Tout n'est pas si simple au pays des amants. Laissons-nous porter par
l'aventure de Tendresse et Désir, leurs atermoiements et leurs
abandons. Il ne faut pas croire qu'il suffit de claquer des doigts ;
l'amour demeure un mystère qu'il convient de préserver.
Elle, tendresse ; éternel
féminin de l'humble bergère, lui, désir : paradigme incertain du
prince pas si charmant que ça, avancent main dans la main sur les
chemins tourmentés de l'existence. Nous sommes au pays des contes de
fées, des songes et des rêves fous. Savent-ils que l'impossible
s'offre à eux : accorder leur violon tout en faisant flèche de
tout bois à la manière de Cupidon ?
Tendresse
réclame douceur et caresses. Elle se laisse porter, l'épaule contre
son compagnon à la simple exaltation des sentiments. Elle est
ouverte, simple et tranquille, à ses fougueux baisers. Elle laisse
s'aventurer ses mains insidieuses, sans leur permettre des contrées
inaccessibles. Désir est un chasseur, un gourmand qui fond sur sa
proie. Il veut investir sa belle, il l'enveloppe, la lutine afin que
ses défenses cèdent.
Le
jeu du chat et de la souris débute entre eux. Les conteurs
d'autrefois s'en allaient sur la pointe des pieds à l'échange du
premier baiser : celui qui a réveillé la belle après un
sommeil sans fin. Ils se contentaient d'affirmer qu'ils vivraient
heureux et auraient beaucoup d'enfants sans se soucier de savoir
comment se réaliserait la chose. Si la conclusion s'imposait aux
lecteurs de jadis, elle n'allait jamais de soi pour nos deux
personnages. Aujourd'hui, il faut pousser plus avant le récit ;
le lecteur réclame désormais quelques scènes plus osées.
Tendresse,
dans la torpeur de son long sommeil, éprouve le besoin d'un retour
en douceur au monde des vivants. Désir, dans sa longue quête de la
dame de ses rêves, semble quelque peu empressé. Il veut bousculer
la demoiselle, ne pas lui laisser le temps de se retourner. On devine
déjà que le coquin a quelques idées derrière la tête : le
prosaïque est en marche.
Les
scénaristes ont beau jouer de l'archer pour illustrer l’instant
avec de la musique sirupeuse, nous ne sommes pas dupes. Rien n'est
acquis encore : l'émotion de tendresse ne la prépare pas pour
l’heure à la confusion désirée par Désir. Elle a besoin de
temps, lui, semble pressé.

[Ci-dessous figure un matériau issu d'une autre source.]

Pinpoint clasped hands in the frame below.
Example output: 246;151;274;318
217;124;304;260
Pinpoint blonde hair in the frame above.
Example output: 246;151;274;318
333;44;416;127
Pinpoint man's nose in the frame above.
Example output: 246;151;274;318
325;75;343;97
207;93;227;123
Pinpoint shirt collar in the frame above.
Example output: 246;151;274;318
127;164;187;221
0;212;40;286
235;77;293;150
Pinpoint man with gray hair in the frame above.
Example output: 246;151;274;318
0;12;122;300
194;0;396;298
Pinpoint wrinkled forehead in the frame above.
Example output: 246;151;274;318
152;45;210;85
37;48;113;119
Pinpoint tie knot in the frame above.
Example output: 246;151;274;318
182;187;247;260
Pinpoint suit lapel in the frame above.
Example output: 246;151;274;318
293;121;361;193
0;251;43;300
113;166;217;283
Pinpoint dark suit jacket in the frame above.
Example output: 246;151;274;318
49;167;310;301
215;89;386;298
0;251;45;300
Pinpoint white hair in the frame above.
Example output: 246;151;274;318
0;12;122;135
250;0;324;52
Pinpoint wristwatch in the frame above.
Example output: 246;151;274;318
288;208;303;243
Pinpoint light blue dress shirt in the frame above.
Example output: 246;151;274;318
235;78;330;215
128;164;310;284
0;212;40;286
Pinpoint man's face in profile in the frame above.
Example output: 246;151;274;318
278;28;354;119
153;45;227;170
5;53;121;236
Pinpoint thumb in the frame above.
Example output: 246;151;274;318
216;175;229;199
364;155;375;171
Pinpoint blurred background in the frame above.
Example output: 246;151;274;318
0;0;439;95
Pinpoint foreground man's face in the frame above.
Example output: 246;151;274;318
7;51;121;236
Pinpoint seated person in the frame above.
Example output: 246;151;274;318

Elle souhaite mieux le connaître, lui
assure que c'est ainsi qu'on ouvre son cœur et son âme.
Lovée
amoureusement, Tendresse n'est pourtant pas encore disposée à
l'abandon suprême. Elle a besoin de confiance, de certitudes. Elle
perçoit dans le regard de Désir cette turpitude qui l'effraie. Son
prince est un mâle en rut. Il en oublie la délicate parade
amoureuse, celle qui donne le temps de se découvrir sans se dénuder.
Désir
s'impatiente, il se lance dans la grande parade : celle qui
devrait faire plier les réserves de Tendresse.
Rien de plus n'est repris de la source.